Убранство дачи было скромным, но отнюдь не дешевым. На первом этаже находились три комнаты: гостиная, спальня и некое подобие кабинета, в котором, однако, было довольно темно из-за куста черемухи, заслонявшего свет в единственном окошке.

- А вот и Нарцисс, - сказал Викентий Иванович, слегка прикасаясь к подсвечнику, стоявшему на столе подле весьма изящного письменного прибора. Две хрустальные чернильницы на подставке из полированного лазурита были оправлены в ажурные серебряные листья и казались работой того же мастера.

- Как чудно он подошел к вашим вещам! - изумился я.

- Это знак, - сказал Викентий Иванович с  едва заметной улыбкою. - Нас связывает нечто общее… Нарцисс… Бесценный подарок! Напоминание о незримой черте, за которой любовь к себе становится смертельно опасной…
 
- Разве эгоизм можно назвать любовью? -  спросил  я. -  В нем нет ни созидающей силы, ни удовлетворения…  одни терзания от ревности и зависти, одни несбыточные  желания...

- Браво, - отвечал Викентий Иванович все с той же милой улыбкой, - не ожидал от вас такого глубокого понимания предмета... Между Нарциссом и его отражением  непреодолимая преграда, а это значит, что любовь к себе безответна  и неутолима... однако, какая прекрасная история! Ведь Нарцисс не просто умер, он превратился в нежный весенний цветок… Может, и в такой любви есть своя прелесть?..  Древние греки были мастера загадывать загадки… Впрочем, что с вами, дорогой Евгений Федорович? Признайтесь, чем вы расстроены?

Я отвечал  что сильно разочарован в человеке, которого ранее считал своим другом.
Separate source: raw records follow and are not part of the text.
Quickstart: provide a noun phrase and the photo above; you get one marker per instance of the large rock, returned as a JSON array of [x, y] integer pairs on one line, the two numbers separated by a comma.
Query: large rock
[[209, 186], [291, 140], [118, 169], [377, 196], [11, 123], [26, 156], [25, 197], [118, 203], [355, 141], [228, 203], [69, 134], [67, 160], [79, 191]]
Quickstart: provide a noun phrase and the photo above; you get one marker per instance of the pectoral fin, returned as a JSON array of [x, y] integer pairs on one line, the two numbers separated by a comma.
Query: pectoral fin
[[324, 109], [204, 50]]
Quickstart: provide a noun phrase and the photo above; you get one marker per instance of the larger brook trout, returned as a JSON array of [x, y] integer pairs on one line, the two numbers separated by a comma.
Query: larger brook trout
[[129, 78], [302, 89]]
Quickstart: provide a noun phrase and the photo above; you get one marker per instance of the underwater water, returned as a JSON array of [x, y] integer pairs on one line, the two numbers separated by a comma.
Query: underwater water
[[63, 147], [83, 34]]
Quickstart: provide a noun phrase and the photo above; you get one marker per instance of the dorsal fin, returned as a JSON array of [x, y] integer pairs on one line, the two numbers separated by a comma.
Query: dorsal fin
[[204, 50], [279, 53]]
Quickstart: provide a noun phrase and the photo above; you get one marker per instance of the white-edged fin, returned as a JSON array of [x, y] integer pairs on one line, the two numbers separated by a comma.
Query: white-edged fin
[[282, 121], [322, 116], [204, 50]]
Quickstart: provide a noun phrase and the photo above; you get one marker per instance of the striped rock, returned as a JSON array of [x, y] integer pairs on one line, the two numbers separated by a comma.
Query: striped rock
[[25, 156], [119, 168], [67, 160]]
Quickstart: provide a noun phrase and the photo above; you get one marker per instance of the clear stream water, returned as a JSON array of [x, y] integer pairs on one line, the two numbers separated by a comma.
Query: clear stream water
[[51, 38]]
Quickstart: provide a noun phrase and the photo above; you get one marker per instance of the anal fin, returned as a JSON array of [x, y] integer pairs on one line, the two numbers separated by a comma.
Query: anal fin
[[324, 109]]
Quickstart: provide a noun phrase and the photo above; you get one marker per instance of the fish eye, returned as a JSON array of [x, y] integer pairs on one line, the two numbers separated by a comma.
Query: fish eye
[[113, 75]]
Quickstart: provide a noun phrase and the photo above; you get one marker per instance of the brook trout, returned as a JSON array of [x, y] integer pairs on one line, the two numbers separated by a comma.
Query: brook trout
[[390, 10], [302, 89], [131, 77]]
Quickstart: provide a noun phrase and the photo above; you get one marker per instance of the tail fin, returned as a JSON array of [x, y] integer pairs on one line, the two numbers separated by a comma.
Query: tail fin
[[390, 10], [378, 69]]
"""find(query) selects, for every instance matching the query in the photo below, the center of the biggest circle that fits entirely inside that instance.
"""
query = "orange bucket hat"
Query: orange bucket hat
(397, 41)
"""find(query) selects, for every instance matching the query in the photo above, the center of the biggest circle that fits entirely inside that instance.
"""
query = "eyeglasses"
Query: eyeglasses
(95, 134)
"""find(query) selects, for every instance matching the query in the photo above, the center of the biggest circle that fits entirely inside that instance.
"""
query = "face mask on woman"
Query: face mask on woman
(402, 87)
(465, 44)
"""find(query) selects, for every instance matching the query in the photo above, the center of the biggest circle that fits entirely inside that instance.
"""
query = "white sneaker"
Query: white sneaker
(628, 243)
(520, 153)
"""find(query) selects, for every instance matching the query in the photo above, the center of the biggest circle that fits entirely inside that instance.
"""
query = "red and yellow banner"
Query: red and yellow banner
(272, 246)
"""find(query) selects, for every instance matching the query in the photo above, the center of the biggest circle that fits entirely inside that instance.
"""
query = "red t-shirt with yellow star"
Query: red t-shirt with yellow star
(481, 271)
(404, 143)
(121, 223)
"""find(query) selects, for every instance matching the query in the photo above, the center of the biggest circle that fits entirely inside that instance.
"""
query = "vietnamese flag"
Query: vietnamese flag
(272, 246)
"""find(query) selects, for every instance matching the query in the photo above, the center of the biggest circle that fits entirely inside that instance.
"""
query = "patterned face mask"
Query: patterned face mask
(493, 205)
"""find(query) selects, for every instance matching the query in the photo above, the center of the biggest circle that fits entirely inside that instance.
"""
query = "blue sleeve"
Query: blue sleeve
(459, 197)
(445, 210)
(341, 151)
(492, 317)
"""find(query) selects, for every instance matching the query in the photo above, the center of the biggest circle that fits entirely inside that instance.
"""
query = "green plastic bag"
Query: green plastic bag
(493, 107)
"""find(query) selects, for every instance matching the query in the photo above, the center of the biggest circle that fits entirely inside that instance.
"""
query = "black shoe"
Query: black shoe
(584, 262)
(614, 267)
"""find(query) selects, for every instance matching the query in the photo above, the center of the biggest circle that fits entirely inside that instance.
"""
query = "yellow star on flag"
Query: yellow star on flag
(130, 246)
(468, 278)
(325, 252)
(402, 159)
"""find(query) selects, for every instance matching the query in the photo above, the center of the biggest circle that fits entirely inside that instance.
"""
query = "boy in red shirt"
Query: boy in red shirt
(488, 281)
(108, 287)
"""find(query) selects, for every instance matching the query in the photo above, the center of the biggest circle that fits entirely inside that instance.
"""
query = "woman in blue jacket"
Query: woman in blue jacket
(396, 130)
- Помните наш разговор об иллюзиях? - спросил Викентий Иванович, жестом предлагая мне сесть. - Это было во время прогулки по Петергофу. Вы сказали тогда, что любая правда лучше самообмана.

- Я и сейчас так думаю, - ответил я, опускаясь в кресло. - Просто в последнее время меня окружает множество загадок. Я растерян и ничего не понимаю, а  этот человек все время казался мне надежной опорой. С ним было просто и легко… я думал, что знаю его совершенно…

- Это обычное дело, - пояснил Викентий Иванович. - Действительность и наше представление о ней никогда не совпадают. В этом мире много миров — ваш, мой, городового на посту, дворника, метущего улицу... и все эти миры придумали мы сами. Зачастую все вовсе не таково, каким представляется. Немного каберне и крепкий сон — именно то, что вам сейчас нужно.

С этими словами он открыл дверцу шкафа и достал из него хрустальный графин с вином.  Я выпил совсем немного и тут же почувствовал сильную усталость. Веки у меня начали слипаться. Тусклый свет причудливо преломлялся в рубиновой глубине графина, это было единственным, что я видел четко и ясно, в то время, как все остальное растекалось в мутные пятна и уплывало за пределы бокового зрения.  Я заметил, что говорю как-то несвязно и вовсе не то, что хотел бы сказать.

- Пойдемте, я покажу вам вашу комнату, - предложил Викентий Иванович.

Мне стоило большого труда подняться на ноги. Я покачнулся, ударившись плечом в шкаф. Пол начал уходить из-под ног. Викентий Иванович успел подхватить меня.  Я повис на его плече, бормоча несвязные извинения, и при этом пару раз ткнулся носом в его шею, уловив тонкий запах дорогой французской парфюмерии.

Не помню, как мы оказались на лестнице. Голова моя кружилась, колени подгибались. Викентий Иванович поддерживал меня за локоть, но я все равно то и дело терял равновесие, хватаясь свободной рукой за перила и спотыкаясь о каждую ступень. На какое-то мгновение мне почудилось, что я снова в пансионе и поднимаюсь в нашу маленькую комнатку в мансарде с  выцветшими обоями и гравюрами Башелье над кроватью… Кажется, я даже произнес «Алеша, где ты?», но вместо Ильина передо мною возникла  пьяная рожа отставного поручика Зюкина. « Ну и нализались вы, Евгений Федорович, - нагло ухмыльнулся он. - Это все каберне. Дрянь какая-то, а не вино, ей-богу!»